Active Listening and Its Importance in the Workplace
The art of effective listening is essential to clear communication, and clear communication is necessary for management success. -James Cash Penney
Active listening is when you are fully aware and concentrate on what is being said rather than passively hearing what the speaker is trying to convey.
The goal of active listening is to acquire information, listen to understand people and situations before responding to it. It is the conscious decision to listen and understand what people are trying to convey without being judgemental.
The listening ability can vary from person to person. But the good part is that it is a skill and can be acquired with time and patience. It is about focus and understanding and looking at things from different perspectives for the greater good.
Did you know, people spend between 70%-80% of their day engaged in some form of communication, and about 55% of their time is devoted to listening? But the question is, do they actively listen?
‘Active listening’ is the term first coined by psychologists, Carl Rogers and Richard Farson in 1957 in a paper of the same title.
‘Active listening is an important way to bring about changes in people. They indicate how clinical and research evidence clearly shows it as one of the most effective agents for individual personality change and group development. And also how active listening brings changes in peoples’ attitudes toward themselves and others; shaping their basic values and personal philosophy’.
Here I Discuss The Importance Of Active Listening In The Workplace
You and your employees are happy when you meet each other’s respective goals. For an employer, it is the organizational success and for the employees, it is the tasks and objectives they are assigned to complete. It is therefore very vital to have trust in each other for healthy work experience.
We are aware of the fact that to build trust we must tick the following:
- To lend an ear.
- To be honest and supportive.
- To be non-judgemental.
- To have healthy communication.
To tick these points, one must have an understanding, which can be developed by active listening. This will help align your words and actions and help build trust.
Tip: Encourage the speaker, ask questions and be considerate.
Active listening has countless benefits when it comes to employee productivity.
In a workplace, when views and ideas of the employees are not heard by the higher management, it fuels employees’ resentment and results in low productivity. Proper feedback and actively considering views and ideas of the employees are vital for a healthy workplace and performance. Having said that, it is also important to assure that the communication flows from both the direction, only then a culture of mutual trust and understanding can be developed. It is always a two-way process.
Tip: Give and take effective feedback and acknowledge.
Conflicts and mishaps are inevitable in any workplace. The reasons for this can vary from a minor misunderstanding or a major debacle.
Misunderstandings, different viewpoints or a lack of recognition often create conflicts in the workplace. There is nothing a good communication cannot resolve. Here when I say ‘good communication’, I mean active listening.
Often we fail to understand or respect other’s views because we never see things from their perspectives. Our sense of self-righteousness also interferes here. Active listening helps in recognizing other’s perspectives and feelings and helps us appreciate them. This not only helps in resolving conflicts but also helps foster a culture of respect.

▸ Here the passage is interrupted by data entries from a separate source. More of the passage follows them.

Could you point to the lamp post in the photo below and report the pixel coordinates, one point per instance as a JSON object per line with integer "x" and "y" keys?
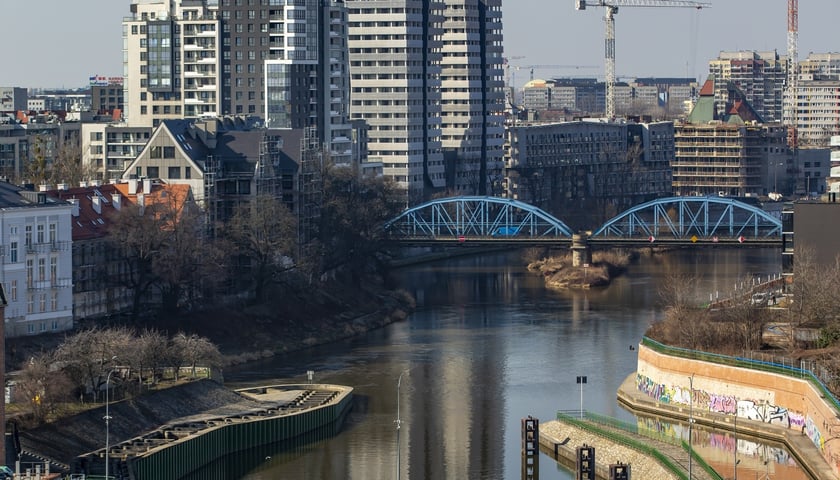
{"x": 398, "y": 421}
{"x": 690, "y": 420}
{"x": 735, "y": 435}
{"x": 581, "y": 380}
{"x": 108, "y": 421}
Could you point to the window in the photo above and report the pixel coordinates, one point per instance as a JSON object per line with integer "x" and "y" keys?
{"x": 53, "y": 269}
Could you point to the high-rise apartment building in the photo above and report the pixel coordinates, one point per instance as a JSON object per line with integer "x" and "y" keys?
{"x": 396, "y": 50}
{"x": 428, "y": 78}
{"x": 171, "y": 61}
{"x": 472, "y": 96}
{"x": 285, "y": 61}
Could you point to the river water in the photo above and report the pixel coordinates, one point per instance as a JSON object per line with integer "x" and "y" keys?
{"x": 487, "y": 346}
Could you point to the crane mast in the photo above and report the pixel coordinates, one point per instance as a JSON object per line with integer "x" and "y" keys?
{"x": 610, "y": 11}
{"x": 792, "y": 113}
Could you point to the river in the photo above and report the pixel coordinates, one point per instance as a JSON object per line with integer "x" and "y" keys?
{"x": 487, "y": 346}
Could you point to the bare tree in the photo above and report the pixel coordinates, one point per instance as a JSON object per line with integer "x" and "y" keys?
{"x": 43, "y": 387}
{"x": 89, "y": 355}
{"x": 353, "y": 212}
{"x": 137, "y": 236}
{"x": 195, "y": 350}
{"x": 815, "y": 294}
{"x": 264, "y": 233}
{"x": 69, "y": 166}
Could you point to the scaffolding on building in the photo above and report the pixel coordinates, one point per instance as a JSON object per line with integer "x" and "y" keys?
{"x": 310, "y": 188}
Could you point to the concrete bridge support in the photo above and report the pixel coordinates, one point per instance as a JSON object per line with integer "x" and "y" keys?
{"x": 581, "y": 252}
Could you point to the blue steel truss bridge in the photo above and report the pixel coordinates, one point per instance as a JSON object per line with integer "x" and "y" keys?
{"x": 672, "y": 221}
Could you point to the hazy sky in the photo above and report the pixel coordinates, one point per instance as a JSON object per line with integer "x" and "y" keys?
{"x": 60, "y": 43}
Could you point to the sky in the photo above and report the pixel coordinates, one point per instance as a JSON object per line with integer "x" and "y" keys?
{"x": 60, "y": 43}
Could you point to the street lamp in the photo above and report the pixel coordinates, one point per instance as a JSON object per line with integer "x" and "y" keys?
{"x": 690, "y": 420}
{"x": 398, "y": 422}
{"x": 108, "y": 420}
{"x": 735, "y": 435}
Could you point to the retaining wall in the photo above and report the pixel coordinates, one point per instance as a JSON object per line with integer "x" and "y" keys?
{"x": 779, "y": 399}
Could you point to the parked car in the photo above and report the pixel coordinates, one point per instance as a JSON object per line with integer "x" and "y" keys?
{"x": 6, "y": 473}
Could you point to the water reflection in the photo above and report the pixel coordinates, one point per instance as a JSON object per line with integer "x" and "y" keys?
{"x": 487, "y": 346}
{"x": 719, "y": 447}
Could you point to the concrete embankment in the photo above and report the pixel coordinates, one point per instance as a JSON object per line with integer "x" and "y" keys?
{"x": 560, "y": 441}
{"x": 795, "y": 413}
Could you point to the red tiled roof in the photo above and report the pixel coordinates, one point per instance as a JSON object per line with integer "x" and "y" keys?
{"x": 708, "y": 89}
{"x": 89, "y": 224}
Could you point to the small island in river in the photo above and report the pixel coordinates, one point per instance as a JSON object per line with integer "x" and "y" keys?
{"x": 559, "y": 273}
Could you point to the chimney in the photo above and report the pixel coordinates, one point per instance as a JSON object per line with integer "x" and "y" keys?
{"x": 75, "y": 203}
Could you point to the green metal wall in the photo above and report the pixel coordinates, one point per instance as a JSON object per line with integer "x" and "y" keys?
{"x": 178, "y": 459}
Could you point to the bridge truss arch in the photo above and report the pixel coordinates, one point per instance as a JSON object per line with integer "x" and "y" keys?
{"x": 475, "y": 217}
{"x": 684, "y": 217}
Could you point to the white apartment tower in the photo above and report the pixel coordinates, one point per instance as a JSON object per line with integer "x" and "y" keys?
{"x": 307, "y": 77}
{"x": 396, "y": 50}
{"x": 171, "y": 60}
{"x": 472, "y": 96}
{"x": 760, "y": 76}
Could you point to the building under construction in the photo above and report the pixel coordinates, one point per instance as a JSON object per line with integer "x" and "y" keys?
{"x": 595, "y": 167}
{"x": 733, "y": 154}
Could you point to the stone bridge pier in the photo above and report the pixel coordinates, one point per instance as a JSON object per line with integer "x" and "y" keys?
{"x": 581, "y": 252}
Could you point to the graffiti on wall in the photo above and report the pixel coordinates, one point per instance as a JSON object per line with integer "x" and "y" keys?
{"x": 725, "y": 404}
{"x": 669, "y": 431}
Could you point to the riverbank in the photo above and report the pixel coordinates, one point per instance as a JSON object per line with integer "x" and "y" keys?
{"x": 294, "y": 319}
{"x": 772, "y": 404}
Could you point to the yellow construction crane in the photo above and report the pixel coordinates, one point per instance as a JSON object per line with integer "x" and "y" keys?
{"x": 611, "y": 9}
{"x": 531, "y": 68}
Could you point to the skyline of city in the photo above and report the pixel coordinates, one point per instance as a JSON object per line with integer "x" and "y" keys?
{"x": 95, "y": 48}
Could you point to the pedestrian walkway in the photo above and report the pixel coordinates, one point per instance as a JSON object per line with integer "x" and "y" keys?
{"x": 565, "y": 438}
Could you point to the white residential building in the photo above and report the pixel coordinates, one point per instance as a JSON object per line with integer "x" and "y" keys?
{"x": 472, "y": 96}
{"x": 171, "y": 61}
{"x": 36, "y": 261}
{"x": 396, "y": 50}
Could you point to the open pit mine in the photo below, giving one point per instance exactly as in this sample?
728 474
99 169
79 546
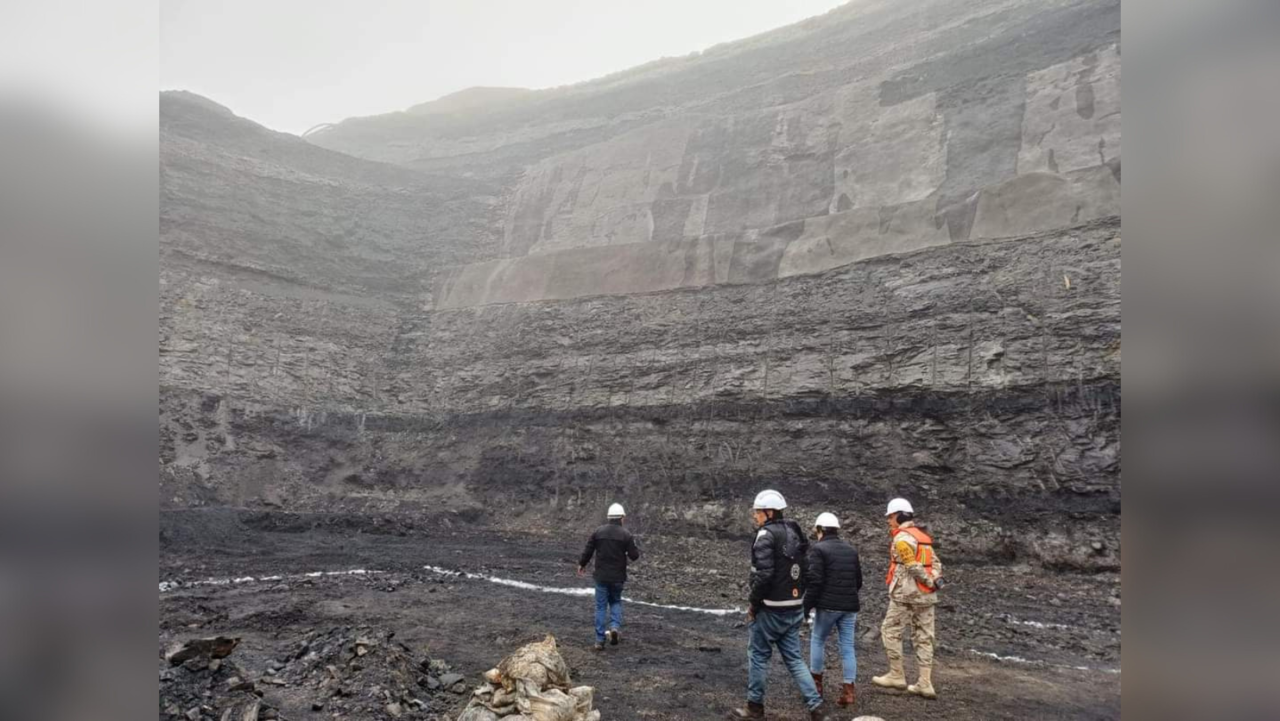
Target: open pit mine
407 361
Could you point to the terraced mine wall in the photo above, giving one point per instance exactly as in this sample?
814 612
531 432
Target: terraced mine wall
873 254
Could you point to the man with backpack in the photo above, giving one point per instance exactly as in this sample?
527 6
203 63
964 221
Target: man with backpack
835 579
775 612
914 578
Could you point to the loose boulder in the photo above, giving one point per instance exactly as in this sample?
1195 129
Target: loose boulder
531 684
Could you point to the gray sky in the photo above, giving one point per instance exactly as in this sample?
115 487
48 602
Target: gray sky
291 64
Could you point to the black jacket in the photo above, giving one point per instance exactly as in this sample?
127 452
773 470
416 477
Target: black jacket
612 546
835 575
777 566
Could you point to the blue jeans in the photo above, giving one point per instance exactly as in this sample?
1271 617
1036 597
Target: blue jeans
780 629
841 621
608 602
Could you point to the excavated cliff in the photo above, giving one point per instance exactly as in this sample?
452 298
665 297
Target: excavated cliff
873 254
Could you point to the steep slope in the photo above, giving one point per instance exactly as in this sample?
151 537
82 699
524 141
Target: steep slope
876 252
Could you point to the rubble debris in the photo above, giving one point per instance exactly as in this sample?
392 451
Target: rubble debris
531 684
199 681
209 648
362 672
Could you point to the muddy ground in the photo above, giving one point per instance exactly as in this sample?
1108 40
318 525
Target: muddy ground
1014 642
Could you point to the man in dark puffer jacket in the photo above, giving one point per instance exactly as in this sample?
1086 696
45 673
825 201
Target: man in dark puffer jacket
612 546
833 579
775 612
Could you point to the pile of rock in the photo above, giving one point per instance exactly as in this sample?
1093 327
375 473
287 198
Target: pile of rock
362 672
531 684
199 681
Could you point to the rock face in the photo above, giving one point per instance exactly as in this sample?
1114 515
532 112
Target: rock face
876 129
873 254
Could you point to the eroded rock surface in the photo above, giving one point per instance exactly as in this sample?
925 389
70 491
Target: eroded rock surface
873 254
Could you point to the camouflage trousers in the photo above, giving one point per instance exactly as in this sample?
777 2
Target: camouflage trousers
897 617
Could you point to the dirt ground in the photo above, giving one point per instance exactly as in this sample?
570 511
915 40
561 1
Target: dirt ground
1014 642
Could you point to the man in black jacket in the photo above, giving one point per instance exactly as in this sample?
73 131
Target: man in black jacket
835 578
612 546
776 605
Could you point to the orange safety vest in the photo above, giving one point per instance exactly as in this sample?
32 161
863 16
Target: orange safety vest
923 556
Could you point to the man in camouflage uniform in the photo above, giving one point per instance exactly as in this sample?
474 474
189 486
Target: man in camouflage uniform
914 578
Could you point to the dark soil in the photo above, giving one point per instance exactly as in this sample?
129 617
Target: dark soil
672 664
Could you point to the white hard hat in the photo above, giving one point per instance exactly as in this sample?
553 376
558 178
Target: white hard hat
899 506
769 501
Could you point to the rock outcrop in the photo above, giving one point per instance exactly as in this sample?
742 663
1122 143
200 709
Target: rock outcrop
873 254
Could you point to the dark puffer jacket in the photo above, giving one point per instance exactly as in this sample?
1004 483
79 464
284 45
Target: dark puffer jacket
835 575
612 546
777 566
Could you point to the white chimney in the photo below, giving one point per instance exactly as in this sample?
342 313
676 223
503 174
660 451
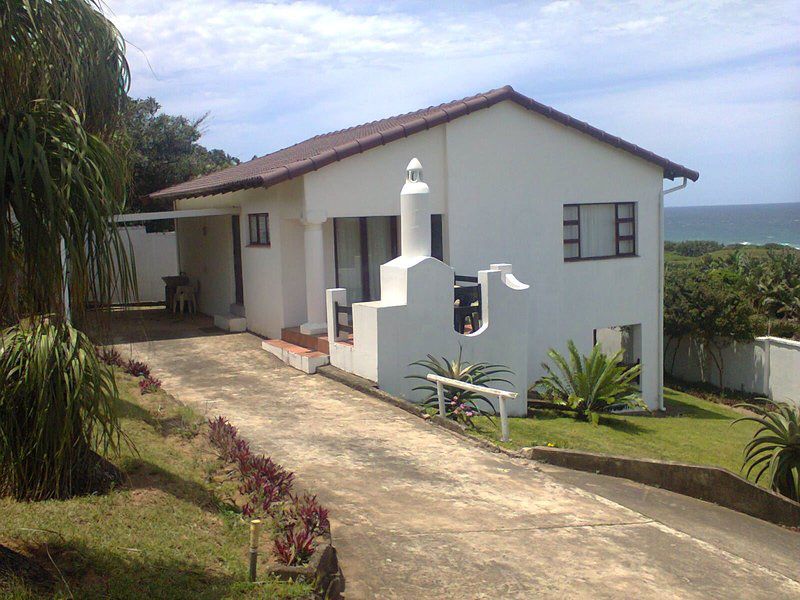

Tip: Try to understand others' perspectives before responding.
Strong Work Relationship:
It is important to form healthy work relationships in the workplace for healthy work experience. A study conducted by Faye Doell in 2003 showed that there are two types of listening: ‘listening to understand’ and ‘listening to respond’.
People who listen to understand form better relationships and are more empathetic in their approach. The same holds for work relationships. The more members in a workplace follow this approach, the better work relationships they form.
Tip: Be more empathetic and don’t rush to make a decision.
Self-empowerment helps you build your confidence and let go of your agendas. When you practice active listening and understand what is beneficial for you in the workplace, you expand your perspective in that direction and empower yourself. You become more aware of your work environment and you communicate with your peers and members of the organization with much ease and confidence.
Tip: Actively listen and see the body language of the people around. Be more open to learning from others.
Every company has its own company culture and each member adds value to it. The root of this culture starts with acceptance. Yes! Acceptance of its values and vision by all its members.
For an organization to succeed, both its employers and employees must be aligned with the common goal. It is, therefore, important for them to accept each other for their respective parts and actively listen to each other while carrying out their work duties.
And also, in the onboarding process of new employees, management must listen to their feedback and views on different aspects of the organization. This minimizes confusion and gives a sense of acceptance to them. Active listening can, therefore, be a great morale booster.
Tip: Show the verbal and non-verbal signs of interest.
Like I said earlier, active listening is a skill and can be acquired. And if you have reached up to this part of the blog, then I can assume that you would be willing to practice active listening in your workplace.
I hope the above-mentioned tips help you attain that or at least educate you on the topic.
Remember! Understanding, encouraging the speaker to speak, focus, and keeping broad perspectives is the key.